“Very-high-stats” isn’t the same as “perfect-stats”, @theloniusmonk; the latter is the phrase I used, and I stand by what I said. Harvard could easily fill its class exclusively with kids who have 1600 SATs or 36 ACTs and perfect grades. It would then be the collegiate version of Stuyvesant High School, the most selective public high school in Manhattan, where your admission is based on how you score on one test (see here: https://www.bloomberg.com/news/features/2017-10-05/welcome-to-stuyvesant-high-school-hostile-takeover-high?cmpid=socialflow-twitter-business&utm_content=business&utm_campaign=socialflow-organic&utm_source=twitter&utm_medium=social).

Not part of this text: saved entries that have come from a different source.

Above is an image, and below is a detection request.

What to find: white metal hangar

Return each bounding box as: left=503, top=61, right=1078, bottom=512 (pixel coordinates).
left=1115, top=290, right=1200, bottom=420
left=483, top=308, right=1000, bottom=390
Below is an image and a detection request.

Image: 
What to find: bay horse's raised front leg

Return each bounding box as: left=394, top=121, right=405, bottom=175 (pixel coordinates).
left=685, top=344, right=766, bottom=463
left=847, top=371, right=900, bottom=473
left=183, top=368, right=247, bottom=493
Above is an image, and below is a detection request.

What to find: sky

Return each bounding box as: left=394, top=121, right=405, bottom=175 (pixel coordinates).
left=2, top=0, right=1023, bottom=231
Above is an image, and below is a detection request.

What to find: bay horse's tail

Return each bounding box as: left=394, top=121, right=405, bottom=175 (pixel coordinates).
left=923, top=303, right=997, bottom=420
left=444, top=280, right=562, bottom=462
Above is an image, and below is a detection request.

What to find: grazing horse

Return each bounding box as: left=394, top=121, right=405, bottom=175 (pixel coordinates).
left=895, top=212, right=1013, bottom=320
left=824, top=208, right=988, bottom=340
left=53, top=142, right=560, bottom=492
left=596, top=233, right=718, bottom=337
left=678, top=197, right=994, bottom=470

But if Harvard did that, it wouldn’t be Harvard, and it would be a much more imperfect mirror of society than currently. Stuy is about 74% Asian and 1% black, which, notwithstanding that everyone’s an individual, strikes many people as monochromatic - so much so that there’s a movement to make the admissions process there more holistic.
Harvard takes about 20 kids a year from Stuy (which has a senior class of around a thousand). That’s more than almost any other high school, but still only about 1% of the admits Harvard hands out, because Harvard is looking for many kinds of people, from all over the world and with all kinds of talents and attributes, in building its class. Harvard expects that the kids it takes from Stuy will be superstars, and that all the other kids it takes will be as well, in different ways, and will be prominent in different areas of society and different places.
My real point, though, is that there’s a world of difference between very-high-stats (e.g., 2300/35) and perfect-stats in terms of the net you can cast. If you center the class near very-high-stats, you vastly expand the possibility of entry, enabling you to assemble a much more diverse class in terms of backgrounds and talents while taking a large number of super-brainiacs and maintaining a highly intellectual atmosphere. If you center the class much closer to perfect stats, though, you curtail the admissible population and the resulting breadth of your mix sharply. That was what I was trying to say in my post.